When the researchers analyzed the birds’ songs in adulthood, they found that only those with active FoxP1 during the song memorization phase were able to accurately reproduce their fathers’ songs. If this gene was knocked down during the practice phase, these birds could still correctly mimic the songs. However, birds in which FoxP1 was inactivated before memorization sang haphazard songs that bore no resemblance to the ones their fathers sang.

“Our results suggest that FoxP1 is key for forming the song memories in these birds that are critical for imitation later in life,” Roberts says. “A similar deficit in humans could play a parallel role in speech development, blocking babies from forming memories of adult speech they hear around them and hindering their own communication as they grow.”

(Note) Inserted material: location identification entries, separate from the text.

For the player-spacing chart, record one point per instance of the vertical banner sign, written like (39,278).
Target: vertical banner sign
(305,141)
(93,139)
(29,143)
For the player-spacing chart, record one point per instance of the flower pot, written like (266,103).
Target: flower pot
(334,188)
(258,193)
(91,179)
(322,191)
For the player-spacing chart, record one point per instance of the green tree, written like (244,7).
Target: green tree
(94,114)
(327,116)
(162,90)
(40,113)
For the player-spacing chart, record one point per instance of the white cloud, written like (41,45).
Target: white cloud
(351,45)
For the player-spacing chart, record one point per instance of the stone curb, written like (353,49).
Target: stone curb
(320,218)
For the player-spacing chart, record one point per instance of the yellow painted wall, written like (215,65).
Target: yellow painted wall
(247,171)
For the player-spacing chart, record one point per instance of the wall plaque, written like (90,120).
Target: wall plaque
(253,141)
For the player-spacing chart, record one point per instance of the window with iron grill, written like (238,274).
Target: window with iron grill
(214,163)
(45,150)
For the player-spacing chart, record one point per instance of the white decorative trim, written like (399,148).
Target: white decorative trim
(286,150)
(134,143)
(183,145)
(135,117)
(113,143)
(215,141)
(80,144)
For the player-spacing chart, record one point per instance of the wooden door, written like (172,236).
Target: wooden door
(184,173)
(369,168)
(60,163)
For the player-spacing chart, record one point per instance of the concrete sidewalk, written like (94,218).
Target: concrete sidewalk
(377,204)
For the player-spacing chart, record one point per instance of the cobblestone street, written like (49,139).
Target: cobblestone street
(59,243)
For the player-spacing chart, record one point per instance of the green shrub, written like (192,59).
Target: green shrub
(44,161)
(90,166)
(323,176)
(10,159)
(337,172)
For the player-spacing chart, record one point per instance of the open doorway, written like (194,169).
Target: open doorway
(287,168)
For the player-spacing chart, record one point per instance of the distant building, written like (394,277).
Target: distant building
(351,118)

If this finding is reinforced in future studies, he adds, it could lead to new types of therapy for children with autism. Current ASD therapies centered on speech development often focus on helping children learn the motor skills necessary to produce sounds. However, Roberts says, techniques that focus on helping children form speech memories may be more important. In the future, he says, it may be possible to avoid speech deficits by replacing the missing FoxP1 protein using gene editing or altering FoxP1-regulated signaling using pharmaceuticals.

“This study is not only critical for understanding the symptoms of patients with FoxP1-related autism but also lays the groundwork for studying many other genes associated with autism using the songbird system,” adds Konopka, a Jon Heighten Scholar in Autism Research.